> An LLM can only take the whole model and repeat its parts with the most familiar patterns. It is stuck fuzzing around the strategies (or sections of strategy) it has been given. It cannot invent a new divergent strategy, even if the game rules require it to. It cannot choose the winning strategy unless that behavior is what was already recorded in the training corpus.
Where are you getting that from? My understanding is that you can get new, advanced, winning moves by starting a prompt with "total victory for the genius grandmaster player one who uses new and advanced winning techniques". If the model is capable and big enough, it'll give the correct completion by really inventing new strategies.
It could give you a new strategy that is built from the parts of other known strategies. But would it give you the best one?
Let's say the training corpus contains stories that compare example strategies. Each part of a strategy is explicitly weighed against another: one is called "superior".
Now all you need is a prompt that asks for "a strategy containing all superior features". There are probably plenty of grammatical examples elsewhere in the model that make that transformation.
All the work here is done by humans writing the training corpus. GPT never understood any of the steps. GPT just continued our story with the most obvious conclusion; and we made certain that conclusion would be correct.
> GPT never understood any of the steps. GPT just continued our story with the most obvious conclusion; and we made certain that conclusion would be correct.
Perhaps the earlier or current variations of GPT, for most games? But the idea that LLMs can never make anything novel, that it will never "generalise out of distribution" (if that's the correct term here) seems to be just an assertion, not backed by any theory with great evidence behind it.
The "goal" of an LLM is to predict the next token. And the best way to do that is not brute force memorisation or regurgitating training data in various combinations, but to have a world model inside of it that will allow it to predict both the moves a bad player might make, and moves that a grandmaster might make.
> The "goal" of an LLM is to predict the next token
That's another common misconception. That statement personifies GPT: GPT does not have goals or make predictions. Those are the effects of GPT: the behavior its authors hope will "emerge". None of that behavior comes from GPT itself. The behavior is defined by the patterns of tokens in the training corpus.
GPT itself has two behaviors: modeling and presentation. GPT creates an implicit model of every pattern it can find between the tokens in its training corpus. It then expands that model to include the tokens of an arbitrary prompt. Finally, it presents the model to us by starting at the location it just added the prompt tokens to, and simply following the most obvious path forward until that path ends.
The paths that GPT has available to present to us were already present in the training corpus. It isn't GPT that constructs the behavior, it is the people writing patterns into text.
> not brute force memorisation or regurgitating training data in various combinations
Not brute force: the combinations are not blindly assembled by GPT. GPT doesn't assemble combinations. The combinations were already assembled with patterns of grammar by the humans who wrote the valid progressions of game states. GPT found those patterns when it made its model.
> to have a world model inside of it that will allow it to predict both the moves a bad player might make, and moves that a grandmaster might make.
There is no prediction. A series of moves is a path carved into grammar. The path from one game state to the next involves several complex patterns that GPT has implicitly modeled. Depending on where GPT starts, the most obvious continuation may be to follow a more complex path. Even so, it's not GPT deciding where to go, it's the patterns that are already present that determine the path.

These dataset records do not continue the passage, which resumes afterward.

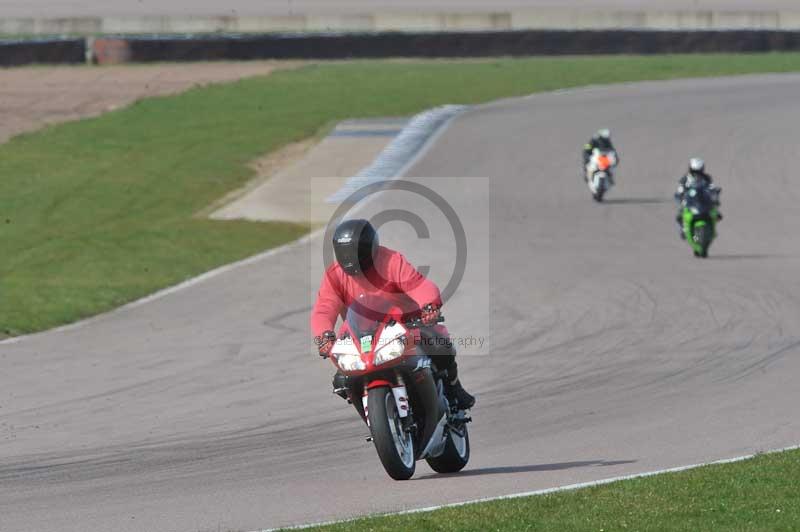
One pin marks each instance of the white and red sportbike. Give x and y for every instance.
(399, 392)
(599, 172)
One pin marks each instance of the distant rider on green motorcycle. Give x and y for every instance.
(695, 178)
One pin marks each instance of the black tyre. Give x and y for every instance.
(395, 447)
(456, 452)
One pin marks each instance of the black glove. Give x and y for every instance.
(430, 314)
(325, 343)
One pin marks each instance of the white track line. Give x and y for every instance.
(436, 121)
(545, 491)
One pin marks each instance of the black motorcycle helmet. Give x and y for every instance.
(355, 243)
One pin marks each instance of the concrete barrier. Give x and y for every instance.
(430, 20)
(54, 51)
(455, 44)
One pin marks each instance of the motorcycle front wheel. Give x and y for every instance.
(702, 237)
(394, 445)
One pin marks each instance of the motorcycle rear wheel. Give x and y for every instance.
(456, 452)
(394, 445)
(702, 238)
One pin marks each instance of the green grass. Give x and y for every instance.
(99, 212)
(755, 495)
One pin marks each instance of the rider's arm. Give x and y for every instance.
(681, 188)
(329, 305)
(412, 283)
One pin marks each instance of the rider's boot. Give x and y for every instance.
(340, 385)
(463, 399)
(455, 391)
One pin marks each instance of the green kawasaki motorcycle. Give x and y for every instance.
(700, 217)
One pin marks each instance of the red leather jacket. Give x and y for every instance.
(392, 277)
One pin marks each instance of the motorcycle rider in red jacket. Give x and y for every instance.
(363, 267)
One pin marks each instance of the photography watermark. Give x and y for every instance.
(434, 247)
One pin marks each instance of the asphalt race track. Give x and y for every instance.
(613, 351)
(150, 8)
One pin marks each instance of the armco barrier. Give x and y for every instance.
(392, 44)
(55, 51)
(455, 44)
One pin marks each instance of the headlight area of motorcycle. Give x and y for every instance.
(390, 351)
(350, 362)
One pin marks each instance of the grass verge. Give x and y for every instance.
(99, 212)
(754, 495)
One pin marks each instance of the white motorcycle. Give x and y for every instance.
(598, 172)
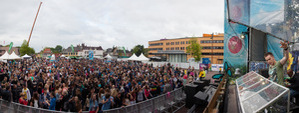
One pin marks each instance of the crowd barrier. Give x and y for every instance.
(175, 64)
(168, 102)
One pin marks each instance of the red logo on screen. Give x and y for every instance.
(234, 44)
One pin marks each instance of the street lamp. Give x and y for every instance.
(212, 47)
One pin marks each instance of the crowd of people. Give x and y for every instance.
(78, 85)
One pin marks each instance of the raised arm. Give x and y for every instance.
(285, 58)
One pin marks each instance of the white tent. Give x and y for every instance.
(26, 56)
(13, 56)
(5, 56)
(108, 56)
(53, 57)
(133, 57)
(142, 58)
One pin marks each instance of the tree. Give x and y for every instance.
(138, 49)
(58, 48)
(24, 49)
(194, 49)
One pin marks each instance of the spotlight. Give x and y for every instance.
(242, 36)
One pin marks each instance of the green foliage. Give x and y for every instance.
(24, 49)
(57, 49)
(138, 49)
(194, 49)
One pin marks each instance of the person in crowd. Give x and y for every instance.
(78, 105)
(127, 82)
(6, 94)
(93, 104)
(22, 99)
(44, 99)
(26, 91)
(34, 102)
(294, 83)
(276, 67)
(52, 103)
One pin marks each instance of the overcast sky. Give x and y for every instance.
(107, 22)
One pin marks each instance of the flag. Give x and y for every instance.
(10, 46)
(72, 48)
(124, 51)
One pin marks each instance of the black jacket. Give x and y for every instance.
(6, 95)
(294, 82)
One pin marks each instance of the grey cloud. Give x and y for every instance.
(107, 22)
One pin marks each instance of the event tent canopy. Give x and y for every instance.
(142, 58)
(26, 56)
(133, 57)
(13, 56)
(108, 56)
(5, 56)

Because we use the same grammatical/writing patterns to describe "good play" and "bad play", it's difficult to distinguish between the two. GPT alone can't categorize the skill level of games, but narrative surrounding those game examples potentially can.
Perhaps. But the point is that some prompt will coax it into giving good answers that really make it win the game, if it has a good "world model" of how the game works. And there's no reason to think a language model cannot have such a world model. What exactly that prompt might be, the prompt engineers know best.
Where are you getting that from? My understanding is that you can get new, advanced, winning moves by starting a prompt with "total victory for the genius grandmaster player one who uses new and advanced winning techniques". If the model is capable and big enough, it'll give the correct completion by really inventing new strategies.